TAMAN’
“Decisamente non vidi mai una donna simile. Fu lontana dall’essere bella, ma io ho i miei propri pregiudizi riguardo alla bellezza. C’era tanta razza in lei… la razza nelle donne, come nei cavalli, è una grande cosa… La razza si vede soprattutto nell’andatura, mani e piedi; soprattutto si vede nel naso. Un naso giusto in Russia è più raro di un piedino piccolo”.
Tra tre novelle coreografiche Taman’ , forse, è quella più efficace. Decisamente laconica e snervante, mantiene la tensione drammatica e l’attenzione continua dello spettatore dall’inizio alla fine. La scenografia è davvero di gran effetto: sul palcoscenico del Bol’soj, come per magia, sorge la riva del mar Nero, un ponticello, delle barche vuote, si muovono delle onde burrascose, si vedono dei riflessi inquietanti.
L’ufficiale Pechorin arriva a Taman’, una piccola cittadina di Crimea per questioni di servizi militare.

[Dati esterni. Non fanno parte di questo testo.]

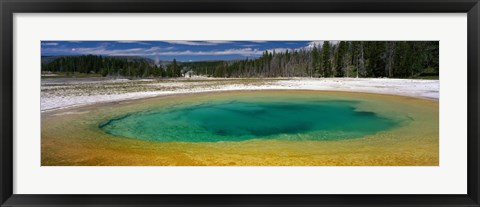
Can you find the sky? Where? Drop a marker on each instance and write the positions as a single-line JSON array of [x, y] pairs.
[[168, 50]]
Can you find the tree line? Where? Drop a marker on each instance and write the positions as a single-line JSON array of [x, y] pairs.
[[112, 66], [395, 59], [399, 59]]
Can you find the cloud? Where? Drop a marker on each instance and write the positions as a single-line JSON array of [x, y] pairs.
[[49, 43], [133, 42], [197, 43], [158, 51]]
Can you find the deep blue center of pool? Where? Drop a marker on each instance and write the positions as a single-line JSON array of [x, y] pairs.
[[244, 120]]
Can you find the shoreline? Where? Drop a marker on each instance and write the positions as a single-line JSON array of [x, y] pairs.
[[71, 137], [58, 95]]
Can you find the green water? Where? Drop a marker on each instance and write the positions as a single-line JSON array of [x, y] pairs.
[[243, 120]]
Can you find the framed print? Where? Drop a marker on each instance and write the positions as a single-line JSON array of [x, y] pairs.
[[199, 103]]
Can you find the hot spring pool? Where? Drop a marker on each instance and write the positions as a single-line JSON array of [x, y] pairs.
[[239, 120]]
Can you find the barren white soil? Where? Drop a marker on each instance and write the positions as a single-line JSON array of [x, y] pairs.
[[59, 93]]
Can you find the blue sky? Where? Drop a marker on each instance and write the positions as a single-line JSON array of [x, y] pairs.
[[167, 50]]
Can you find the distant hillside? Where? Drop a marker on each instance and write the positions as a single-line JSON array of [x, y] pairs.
[[126, 66]]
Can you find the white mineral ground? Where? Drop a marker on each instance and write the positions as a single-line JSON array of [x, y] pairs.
[[57, 93]]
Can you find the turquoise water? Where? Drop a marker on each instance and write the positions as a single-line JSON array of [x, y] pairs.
[[243, 120]]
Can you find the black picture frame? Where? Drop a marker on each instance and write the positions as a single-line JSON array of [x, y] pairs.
[[9, 7]]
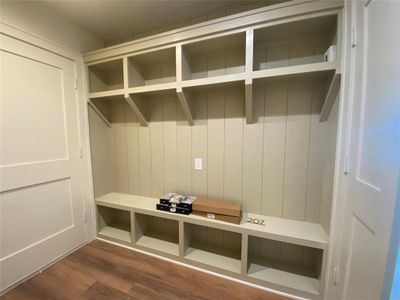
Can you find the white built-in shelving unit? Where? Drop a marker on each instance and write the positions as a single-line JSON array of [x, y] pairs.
[[279, 45], [276, 50], [179, 237]]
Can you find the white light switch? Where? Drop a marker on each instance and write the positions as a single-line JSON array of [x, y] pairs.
[[198, 164]]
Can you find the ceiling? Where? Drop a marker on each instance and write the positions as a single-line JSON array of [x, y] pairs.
[[116, 21]]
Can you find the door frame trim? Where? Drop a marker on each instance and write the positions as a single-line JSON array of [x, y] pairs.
[[87, 194], [333, 285]]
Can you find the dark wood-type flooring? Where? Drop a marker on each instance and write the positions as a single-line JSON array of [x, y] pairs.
[[104, 271]]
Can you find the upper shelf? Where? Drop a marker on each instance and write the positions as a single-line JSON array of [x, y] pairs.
[[294, 43], [214, 57], [296, 232], [151, 68], [285, 50], [106, 76]]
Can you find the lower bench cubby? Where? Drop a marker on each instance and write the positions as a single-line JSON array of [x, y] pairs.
[[284, 264], [213, 247], [114, 223], [157, 233]]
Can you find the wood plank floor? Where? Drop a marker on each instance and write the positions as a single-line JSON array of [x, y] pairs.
[[104, 271]]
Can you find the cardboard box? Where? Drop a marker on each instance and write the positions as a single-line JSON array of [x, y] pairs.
[[173, 209], [218, 210], [166, 198], [225, 218], [187, 202]]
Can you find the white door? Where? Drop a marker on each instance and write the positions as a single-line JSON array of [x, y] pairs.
[[374, 150], [41, 204]]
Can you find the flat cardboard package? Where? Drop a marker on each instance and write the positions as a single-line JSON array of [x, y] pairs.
[[217, 209]]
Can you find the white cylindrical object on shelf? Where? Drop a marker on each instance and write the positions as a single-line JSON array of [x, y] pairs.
[[330, 54]]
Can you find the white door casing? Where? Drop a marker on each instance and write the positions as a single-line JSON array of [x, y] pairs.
[[374, 148], [42, 210]]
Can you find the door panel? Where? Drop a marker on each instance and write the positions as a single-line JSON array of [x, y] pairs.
[[375, 147], [42, 212]]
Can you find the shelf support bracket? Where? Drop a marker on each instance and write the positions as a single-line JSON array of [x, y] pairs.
[[139, 107], [330, 97], [186, 105], [99, 113], [248, 99]]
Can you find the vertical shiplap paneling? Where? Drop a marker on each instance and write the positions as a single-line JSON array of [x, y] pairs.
[[215, 155], [296, 152], [104, 176], [157, 146], [274, 150], [145, 160], [215, 144], [233, 148], [253, 155], [275, 166], [170, 143], [315, 157], [132, 137], [199, 145], [120, 145], [184, 153]]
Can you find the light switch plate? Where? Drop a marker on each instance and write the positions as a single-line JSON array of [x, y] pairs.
[[198, 164]]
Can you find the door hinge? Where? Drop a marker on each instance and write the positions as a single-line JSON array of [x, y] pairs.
[[353, 37], [346, 166], [335, 276]]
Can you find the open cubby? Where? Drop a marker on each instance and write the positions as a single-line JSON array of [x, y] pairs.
[[214, 57], [157, 233], [213, 247], [114, 223], [294, 43], [106, 76], [152, 68], [284, 263]]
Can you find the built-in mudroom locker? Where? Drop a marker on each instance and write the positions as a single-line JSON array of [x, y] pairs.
[[255, 97]]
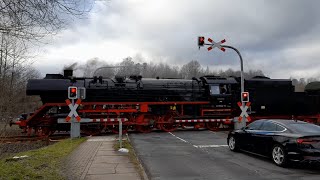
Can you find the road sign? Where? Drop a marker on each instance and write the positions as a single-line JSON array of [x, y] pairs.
[[218, 44], [244, 111], [73, 108], [245, 96], [72, 92]]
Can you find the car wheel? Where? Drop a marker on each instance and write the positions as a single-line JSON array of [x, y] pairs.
[[279, 155], [232, 143]]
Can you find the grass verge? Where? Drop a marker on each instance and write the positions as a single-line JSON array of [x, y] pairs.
[[44, 163], [132, 156]]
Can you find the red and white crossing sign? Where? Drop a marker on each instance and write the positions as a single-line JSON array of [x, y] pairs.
[[218, 44], [73, 109], [244, 111]]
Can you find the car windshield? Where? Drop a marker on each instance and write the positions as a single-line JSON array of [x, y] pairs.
[[304, 128]]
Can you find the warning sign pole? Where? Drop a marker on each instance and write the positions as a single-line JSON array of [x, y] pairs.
[[243, 122], [219, 45], [75, 126]]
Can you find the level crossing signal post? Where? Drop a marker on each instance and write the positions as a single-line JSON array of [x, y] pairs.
[[75, 93], [212, 44]]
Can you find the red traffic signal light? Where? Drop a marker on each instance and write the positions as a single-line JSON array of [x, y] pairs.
[[245, 96], [72, 92], [200, 41]]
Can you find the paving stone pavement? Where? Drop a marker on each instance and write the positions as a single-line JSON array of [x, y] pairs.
[[96, 159]]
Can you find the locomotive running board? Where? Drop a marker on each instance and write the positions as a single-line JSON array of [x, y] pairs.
[[203, 120], [88, 120]]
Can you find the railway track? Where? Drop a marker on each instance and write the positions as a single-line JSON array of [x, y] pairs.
[[17, 139]]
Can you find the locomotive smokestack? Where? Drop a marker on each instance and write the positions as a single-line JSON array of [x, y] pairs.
[[67, 73]]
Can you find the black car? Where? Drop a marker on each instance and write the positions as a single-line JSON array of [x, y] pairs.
[[282, 140]]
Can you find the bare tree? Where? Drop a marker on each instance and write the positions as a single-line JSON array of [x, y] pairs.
[[33, 19]]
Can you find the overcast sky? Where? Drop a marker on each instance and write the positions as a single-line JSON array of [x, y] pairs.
[[279, 37]]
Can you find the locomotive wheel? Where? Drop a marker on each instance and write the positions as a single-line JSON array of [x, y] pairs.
[[144, 128], [213, 126], [169, 127]]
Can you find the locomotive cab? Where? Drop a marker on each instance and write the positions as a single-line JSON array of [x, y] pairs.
[[219, 90]]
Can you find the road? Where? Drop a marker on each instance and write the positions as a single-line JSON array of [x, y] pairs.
[[205, 155]]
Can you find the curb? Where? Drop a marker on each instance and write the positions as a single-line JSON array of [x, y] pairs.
[[144, 172]]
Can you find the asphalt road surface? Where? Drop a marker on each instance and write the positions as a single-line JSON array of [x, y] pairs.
[[192, 154]]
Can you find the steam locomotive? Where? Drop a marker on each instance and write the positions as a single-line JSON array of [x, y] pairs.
[[167, 104]]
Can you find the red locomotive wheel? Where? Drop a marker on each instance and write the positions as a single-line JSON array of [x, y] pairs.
[[213, 126], [144, 128]]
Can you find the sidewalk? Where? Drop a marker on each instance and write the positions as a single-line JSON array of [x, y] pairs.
[[97, 159]]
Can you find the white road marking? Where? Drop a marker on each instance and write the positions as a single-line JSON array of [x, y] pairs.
[[179, 138], [207, 146], [199, 146]]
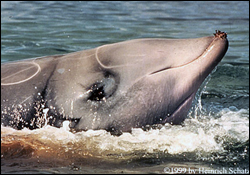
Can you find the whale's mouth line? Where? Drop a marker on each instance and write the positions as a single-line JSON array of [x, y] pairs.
[[218, 34]]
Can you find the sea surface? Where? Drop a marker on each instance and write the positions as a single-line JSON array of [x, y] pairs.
[[213, 139]]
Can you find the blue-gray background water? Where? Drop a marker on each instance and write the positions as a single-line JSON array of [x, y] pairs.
[[214, 138]]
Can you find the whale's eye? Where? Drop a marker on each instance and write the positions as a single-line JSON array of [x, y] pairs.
[[97, 92], [102, 90]]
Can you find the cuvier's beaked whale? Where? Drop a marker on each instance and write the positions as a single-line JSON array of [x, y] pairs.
[[114, 87]]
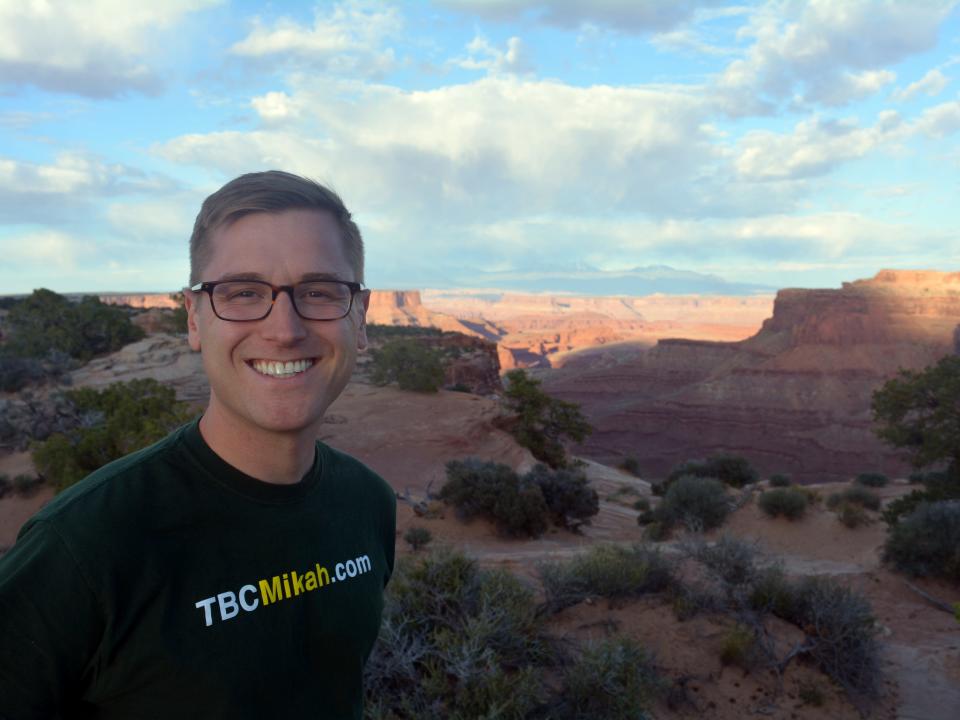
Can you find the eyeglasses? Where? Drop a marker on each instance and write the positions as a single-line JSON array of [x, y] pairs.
[[248, 300]]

Non si trova l’alloggio da nessuna parte, non gli rimane che accettare di passare la notte una casetta fatiscente con dentro la gente sospetta, una vecchia, un ragazzino cieco, una fanciulla che attira subito la sua attenzione. La segue nel mare, l’avventura lo conduce quasi alla morte: la bizzarra fanciulla è la compagna di un contrabbandiere Yanko e cerca di annegare Pechorin nel mare.
Anche qui un’efficace trovata di Serebrennikov-regista: lo spietato Yanko interpretato da un strepitoso Anton Savichev che salta dal corpo di un’enorme vecchia donna. Artyom Ovcharenko, il secondo Pechorin della creazione del coreografo Posokhov rivela un eroe stanco e sconvolto, ad un passo da una morte violenta, in lotta con la scintillante Undina di Olga Marchenko. Colpisce l’immaginazione Georgy Gusev nel ruolo del ragazzino cieco, un’ombra bianca, un fantasma, abbandonato a un terribile destino.